As a parent, it can be an amazing gift to watch your baby grow and change right before your eyes.
First coos change to first steps, and somehow those first steps turn into learning how to ride a bike and losing teeth. Eventually Little League games and first dances usher in first jobs and learning how to drive.
Before you know it, you’ve give your children roots and wings and they’re ready to take off on their own.
But mixed in with all of those milestones are some really rough days.
Because as you’re helping your children develop their roots and wings, their behavior needs corrected. Their moods and attitudes are testy. They completely wreck your home with their messes. You end up getting on each other’s nerves. Things can get ugly (and pretty loud) along the way.

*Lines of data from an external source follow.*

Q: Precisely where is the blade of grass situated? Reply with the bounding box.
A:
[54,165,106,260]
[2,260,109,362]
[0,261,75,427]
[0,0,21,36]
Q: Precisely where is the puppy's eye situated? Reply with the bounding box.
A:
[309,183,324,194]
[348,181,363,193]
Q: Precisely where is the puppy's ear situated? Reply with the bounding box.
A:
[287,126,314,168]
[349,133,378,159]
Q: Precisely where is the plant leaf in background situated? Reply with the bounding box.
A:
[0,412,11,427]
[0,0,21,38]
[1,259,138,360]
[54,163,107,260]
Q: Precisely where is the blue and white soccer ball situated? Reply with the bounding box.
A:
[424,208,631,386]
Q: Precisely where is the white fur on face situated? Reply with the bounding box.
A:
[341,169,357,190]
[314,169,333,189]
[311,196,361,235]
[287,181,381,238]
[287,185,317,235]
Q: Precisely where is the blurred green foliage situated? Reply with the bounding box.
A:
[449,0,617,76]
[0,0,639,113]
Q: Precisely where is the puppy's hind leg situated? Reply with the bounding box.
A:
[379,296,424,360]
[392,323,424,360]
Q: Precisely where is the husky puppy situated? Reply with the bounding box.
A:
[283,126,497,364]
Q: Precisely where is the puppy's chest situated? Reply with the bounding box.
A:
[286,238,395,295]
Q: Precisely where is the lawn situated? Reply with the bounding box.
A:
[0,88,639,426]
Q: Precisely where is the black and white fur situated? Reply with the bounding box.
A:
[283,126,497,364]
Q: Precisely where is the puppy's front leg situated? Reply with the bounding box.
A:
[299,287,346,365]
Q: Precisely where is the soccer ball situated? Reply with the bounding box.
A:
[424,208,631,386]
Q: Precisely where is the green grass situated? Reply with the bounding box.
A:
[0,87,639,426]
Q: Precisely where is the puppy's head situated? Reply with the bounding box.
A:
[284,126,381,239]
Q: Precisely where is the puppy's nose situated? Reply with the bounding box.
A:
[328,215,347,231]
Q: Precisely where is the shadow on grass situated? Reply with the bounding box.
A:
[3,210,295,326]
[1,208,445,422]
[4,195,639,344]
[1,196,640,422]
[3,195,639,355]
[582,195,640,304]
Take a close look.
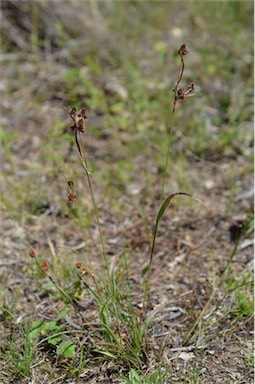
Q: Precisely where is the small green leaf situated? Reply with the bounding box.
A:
[140,305,163,336]
[143,192,204,305]
[29,319,44,340]
[157,193,191,225]
[93,349,117,359]
[42,321,58,332]
[56,307,70,321]
[149,370,160,382]
[129,369,141,383]
[47,335,62,346]
[56,340,75,358]
[155,192,204,239]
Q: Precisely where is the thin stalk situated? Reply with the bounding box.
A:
[160,109,175,201]
[151,54,186,306]
[64,174,100,272]
[70,247,103,298]
[221,218,253,277]
[142,217,159,311]
[182,291,215,346]
[149,96,176,306]
[183,280,253,346]
[77,131,110,282]
[72,200,104,269]
[34,257,85,322]
[160,56,184,201]
[36,329,93,347]
[221,241,239,277]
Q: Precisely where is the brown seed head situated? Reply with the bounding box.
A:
[29,249,36,258]
[178,43,189,56]
[188,82,195,92]
[176,88,185,100]
[68,193,77,202]
[69,107,77,118]
[67,180,74,188]
[40,261,49,271]
[75,262,82,269]
[79,107,87,118]
[77,118,84,132]
[67,106,87,133]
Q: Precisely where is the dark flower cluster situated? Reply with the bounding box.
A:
[68,193,77,202]
[175,82,196,100]
[173,44,196,103]
[67,179,74,188]
[68,106,87,132]
[66,179,77,203]
[29,249,49,271]
[178,43,189,56]
[75,261,95,278]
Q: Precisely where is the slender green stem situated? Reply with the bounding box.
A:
[36,329,96,347]
[64,174,100,270]
[160,107,175,201]
[222,218,253,277]
[35,257,85,322]
[147,54,185,307]
[77,131,110,283]
[142,222,158,311]
[182,292,215,346]
[160,56,183,201]
[183,280,253,346]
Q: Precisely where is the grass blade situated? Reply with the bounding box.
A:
[143,192,204,310]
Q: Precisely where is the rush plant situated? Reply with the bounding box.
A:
[31,44,201,374]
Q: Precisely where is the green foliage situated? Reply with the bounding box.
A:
[123,367,165,384]
[4,328,34,377]
[225,273,254,319]
[1,310,35,378]
[29,307,76,359]
[77,270,151,368]
[65,68,107,110]
[0,127,18,174]
[183,271,254,348]
[56,340,75,358]
[235,289,254,318]
[85,56,103,76]
[54,21,69,47]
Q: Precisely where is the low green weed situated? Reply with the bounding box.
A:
[1,309,35,379]
[123,367,165,384]
[29,307,77,359]
[182,273,254,348]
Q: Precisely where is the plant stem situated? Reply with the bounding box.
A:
[146,54,186,307]
[182,292,215,346]
[160,56,184,201]
[77,131,110,283]
[160,107,175,201]
[142,222,158,312]
[35,258,85,322]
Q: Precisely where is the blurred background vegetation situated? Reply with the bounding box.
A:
[1,0,253,222]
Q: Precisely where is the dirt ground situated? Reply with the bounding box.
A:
[0,1,254,383]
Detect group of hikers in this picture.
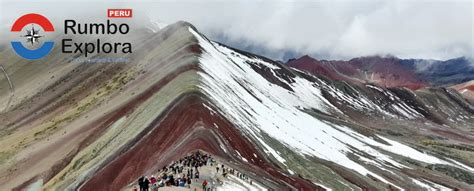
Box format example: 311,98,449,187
134,151,254,191
216,164,252,185
135,151,215,191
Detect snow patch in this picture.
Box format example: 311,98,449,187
26,179,43,191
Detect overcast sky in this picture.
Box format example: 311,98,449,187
1,0,473,61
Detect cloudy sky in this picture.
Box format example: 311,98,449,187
1,0,473,61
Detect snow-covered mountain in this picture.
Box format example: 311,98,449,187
0,22,473,190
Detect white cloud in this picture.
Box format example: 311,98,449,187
141,0,473,60
1,0,473,60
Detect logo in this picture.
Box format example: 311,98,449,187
11,13,55,60
107,9,133,18
10,11,133,62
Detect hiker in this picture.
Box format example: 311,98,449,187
138,176,144,191
223,171,227,178
187,175,192,187
150,175,157,185
162,173,168,181
170,174,176,186
216,166,219,172
143,176,150,191
202,180,208,190
158,179,164,187
179,178,186,187
151,184,158,191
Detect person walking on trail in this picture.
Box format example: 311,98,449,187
195,170,200,180
143,176,150,191
158,179,165,187
150,175,157,185
138,176,144,191
151,183,158,191
202,180,208,190
187,176,192,187
223,170,228,178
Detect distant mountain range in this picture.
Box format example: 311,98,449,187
287,55,474,103
288,55,474,87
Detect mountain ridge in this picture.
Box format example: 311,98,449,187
287,54,474,89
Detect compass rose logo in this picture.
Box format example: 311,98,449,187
11,13,55,60
23,24,43,46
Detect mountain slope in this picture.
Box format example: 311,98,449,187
452,80,474,104
0,22,473,190
287,55,427,90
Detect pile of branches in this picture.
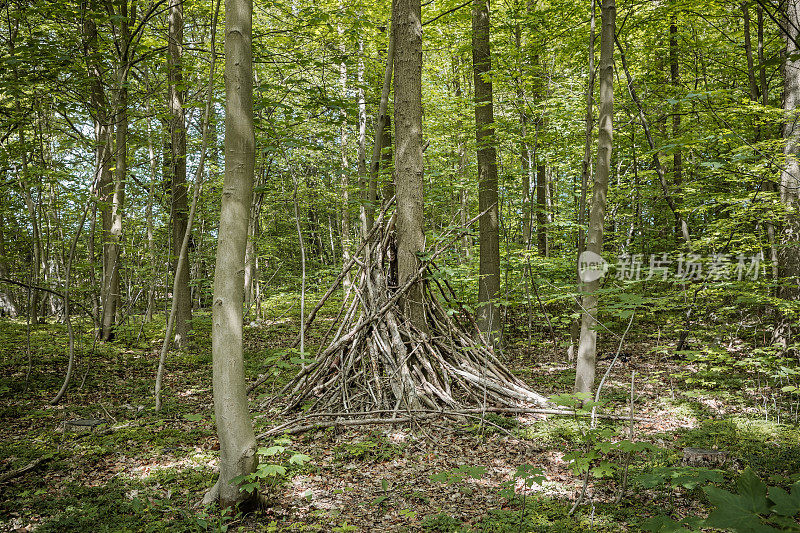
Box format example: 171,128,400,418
275,206,549,417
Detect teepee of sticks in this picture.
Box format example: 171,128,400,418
278,205,549,414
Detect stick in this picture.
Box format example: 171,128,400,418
0,456,49,484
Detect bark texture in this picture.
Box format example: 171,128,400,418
212,0,258,508
781,0,800,301
394,0,427,334
168,0,192,346
575,0,614,395
472,0,501,343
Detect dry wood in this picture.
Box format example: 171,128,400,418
0,456,50,484
273,212,550,417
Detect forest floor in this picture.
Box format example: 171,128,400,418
1,300,800,532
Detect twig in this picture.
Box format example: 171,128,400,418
0,456,50,484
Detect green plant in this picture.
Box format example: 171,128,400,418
333,431,404,463
644,469,800,532
232,437,311,494
421,513,464,532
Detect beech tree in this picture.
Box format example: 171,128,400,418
574,0,615,395
781,0,800,305
208,0,258,508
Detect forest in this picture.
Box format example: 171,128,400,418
1,0,800,530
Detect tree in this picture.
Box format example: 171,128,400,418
100,0,134,342
780,0,800,303
167,0,192,347
575,0,614,396
472,0,500,344
209,0,258,508
394,0,427,334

Parents and children can get frustrated – and exasperated – with each other.
But as parents, we need to remember that we are the parents. In all of our frustration, we need to act like parents. Not children.
My secret to survival
I’m still navigating the parenting waters and admittedly have no experience with parenting older children. But I’ve made it through the newborn, infant, toddler, and preschool stages. I’m halfway through the elementary years. As a homeschooling mom, I’m with my kids a LOT – as in all day, every day.
I’ve finally realized the secret to surviving my child’s stages:
I remind myself that the current stage won’t last forever.
No matter how hard it feels like a phase is – and some phases are exceptionally hard – it will eventually change.
The phases may seem to drag on – they may be annoying and aggravating, or you might enjoy a sweet spot. But that phase won’t last forever, because people change. And as little people, children certainly change.
What works for me
When I’ve been in the middle of parenting conflict – or I’m just trying to make it through one of my children’s difficult phases – I try to remember that it won’t last forever.
I try to remember past challenges and how we made it through together.
I try to remember to pray. By taking the focus off of my annoyances and issues and giving my concerns to the Lord, I feel a relief because it’s out of my hands. (Really, I never had control of the situation anyway – just an illusion of control.)
And I try to remember that parenting won’t be easy. In fact, will be downright hard. Nothing else chisels away the roughness of my character or reveals the depth of my selfishness like parenting. It’s not a bad thing to be refined – but it is painful.
Better stages – or worse ones – may be coming, so I try to keep my cool and glean whatever lessons I can. Because as painful as it might be, sometimes I am the one who needs to learn and grow through my child’s difficult stage.
What might work for you
Throughout the rough spots, try to give both you and your child some grace.
Try to step back and figure out what could be going on with both of you.
Try to realize that there are no guarantees when it comes to parenting. You could try to do everything “right” and still meet up with disaster and disappointment – all because you and your child are just people.
And try to remember that it’s just a stage. One day you’ll wake up and this parenting stage will be over and your child will be on to something else.
As a parent, it can be a gift to watch both you and your child grow and mature throughout the years. Together.
What is one of your secrets to surviving your child’s stages?